The public affairs research nonprofit Citizens Research Council of Michigan reignited the reform debate in October with a report showing auto insurance rates are 17 percent higher than other states in Michigan and that medical costs associated with accidents are 57 percent more expensive – despite being one of 12 other states with mandatory or optional no-fault insurance.
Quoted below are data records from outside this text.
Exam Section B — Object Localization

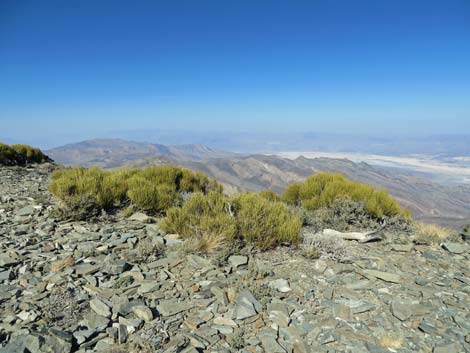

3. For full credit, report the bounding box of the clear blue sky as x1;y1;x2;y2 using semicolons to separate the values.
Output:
0;0;470;143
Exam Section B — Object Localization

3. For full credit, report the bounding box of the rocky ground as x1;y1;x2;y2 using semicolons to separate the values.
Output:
0;165;470;353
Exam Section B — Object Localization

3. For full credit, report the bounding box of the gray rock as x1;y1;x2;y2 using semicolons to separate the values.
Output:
128;212;150;223
16;206;37;217
442;243;467;255
269;278;292;293
132;305;153;322
432;342;463;353
233;290;262;320
102;259;130;275
228;255;248;268
157;300;194;316
90;298;111;318
391;299;415;321
363;270;403;283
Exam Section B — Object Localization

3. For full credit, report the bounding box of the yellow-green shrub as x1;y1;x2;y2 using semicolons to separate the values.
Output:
49;166;221;213
161;191;237;239
233;193;302;248
283;173;410;219
281;183;302;206
259;190;281;202
0;143;52;165
127;175;179;213
161;192;301;249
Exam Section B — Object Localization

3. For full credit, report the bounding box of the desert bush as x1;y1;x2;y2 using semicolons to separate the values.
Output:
283;173;410;219
413;222;453;245
0;143;52;166
52;195;101;221
282;183;303;206
161;192;301;249
161;191;237;240
303;230;353;263
259;190;281;202
463;224;470;234
49;166;221;214
233;193;302;248
301;199;411;232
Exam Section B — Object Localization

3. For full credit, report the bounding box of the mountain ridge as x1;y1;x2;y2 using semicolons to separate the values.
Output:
46;139;470;228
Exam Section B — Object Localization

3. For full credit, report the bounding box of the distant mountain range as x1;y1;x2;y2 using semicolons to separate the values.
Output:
46;139;470;227
46;139;235;168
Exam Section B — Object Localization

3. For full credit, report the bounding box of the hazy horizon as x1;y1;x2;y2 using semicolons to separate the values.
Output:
0;0;470;147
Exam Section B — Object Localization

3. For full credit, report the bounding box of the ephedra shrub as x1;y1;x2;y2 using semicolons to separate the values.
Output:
49;166;221;218
0;143;52;166
161;192;302;249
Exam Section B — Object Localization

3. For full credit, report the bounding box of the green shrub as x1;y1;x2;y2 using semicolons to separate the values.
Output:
49;166;222;214
161;192;301;249
283;173;411;219
233;193;302;248
0;143;52;166
161;191;237;240
282;183;302;206
259;190;281;202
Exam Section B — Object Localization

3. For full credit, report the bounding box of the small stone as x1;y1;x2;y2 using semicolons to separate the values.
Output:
313;260;328;275
432;343;462;353
132;305;153;322
90;298;111;318
268;278;292;293
157;301;194;316
228;255;248;269
128;212;150;223
392;244;413;252
102;259;130;275
233;290;262;320
333;304;353;321
363;270;403;283
16;206;37;217
391;299;415;321
269;310;290;329
118;324;127;344
442;243;467;255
While those figures will likely serve as fuel for a debate on how to keep auto insurance costs down, lawmakers might also want to remember voters defeated referendums in 1992 and 1994 to change no-fault insurance and take a look at the growing medical costs that would be shifted to taxpayer-funded programs like Medicare and now the Affordable Care Act for 1.3 million uninsured residents.

About $10 billion has been paid by the Michigan Catastrophic Claims Corporation on 12,836 claims in Michigan from 1981 to 2012, according to a House Fiscal Agency report. About a third – 4,349 claims – exceeded $1 million (the proposed cap) totaling about $8.1 billion, the report notes.

It doesn’t take long to figure out why insurance companies would like to shift the cost away from car insurance fee-generated payouts and onto private health coverage, or why the groups like the Michigan Health and Hospital Association vehemently oppose the reform plan.

Ramming through a cap on no-fault insurance this fall would be a mistake for drivers and passengers in Michigan. Lawmakers need to take a serious look at the people the Michigan Catastrophic Claims Association has covered and have a real debate about how to lower insurance rate while not leaving the most vulnerable people in our population without sufficient medical care.

While lawmakers might win a few votes and campaign favors with cheaper car insurance, they would be passing the buck to taxpayers who may or may not even own a car.